Яйцо сияет, будто в нем своя энергия. Острейшее блаженство – смотреть на яйцо.
Солнце прячется, и яйцо блекнет.
Я вынимаю яйцо из рюмки и минуту ощупываю. Оно теплое. Женщины носили яйца между грудями – высиживали. Наверное, приятно.
Минималистская жизнь. Блаженство – это яйцо. Благословения сочтешь по пальцам одной руки. Но возможно, так мне и положено воспринимать. У меня есть яйцо – чего еще мне хотеть?
В стесненном положении жажда жизни цепляется к удивительным предметам. Хорошо бы зверушку завести: птичку, скажем, или кошку. Домашнего духа. Что угодно домашнее. На крайний случай сойдет и крыса, но шансов ноль. Слишком чистый дом.
Я ложкой отщипываю верхушку яйца и съедаю его нутро.
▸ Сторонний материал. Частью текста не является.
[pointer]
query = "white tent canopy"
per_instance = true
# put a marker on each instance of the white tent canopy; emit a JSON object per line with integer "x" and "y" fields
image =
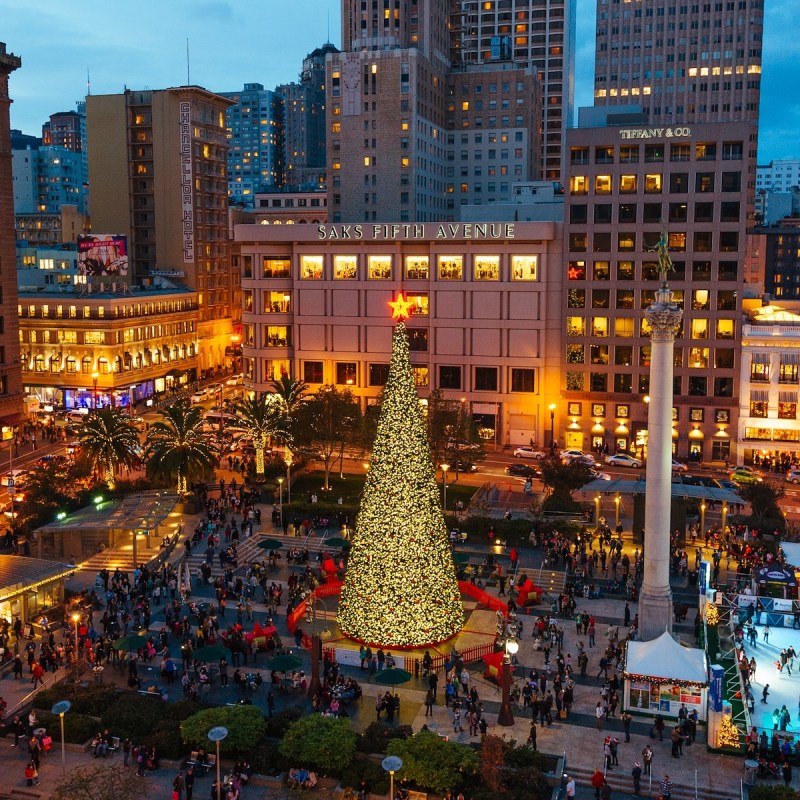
{"x": 665, "y": 658}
Доедая второе яйцо, я слышу сирену: поначалу она из далекой дали спиралью вьется ко мне меж больших домов и стриженых газонов, тонкий насекомый писк; затем ближе, раскрывается звуковым соцветьем трубы. Воззвание – вот что такое эта сирена. Я откладываю ложку, сердце колотится, я снова подхожу к окну: голубая, не за мной? Но я вижу, как она выворачивает из-за угла, едет по улице, тормозит перед домом, не приглушая рева, и она – красная. Веселье в миру48, оно редко теперь случается. Я оставляю второе яйцо недоеденным, бегу к шкафу за накидкой и уже слышу на лестнице голоса, шаги.
– Поторапливайся, – говорит Кора, – я целый день ждать не могу, – и подает мне накидку, и взаправду улыбается.
Я едва не бегу по коридору, лестница – точно лыжня, парадная дверь распахнута, сегодня я могу выйти через нее, и Хранитель стоит, отдает честь. Начинается дождь, морось, и тяжкий аромат земли и травы наполняет воздух.
На дорожке припаркован красный Родомобиль. Сзади открыто, я карабкаюсь внутрь. Коврик на полу красный, окна занавешены красными шторками. Внутри уже три женщины, сидят на боковых скамьях вдоль стенок. Хранитель захлопывает и запирает двойные дверцы, забирается на переднее сиденье к водителю; через застекленную сетку нам видны их затылки. Машина рвет с места, над головой верещит сирена: дорогу, дорогу!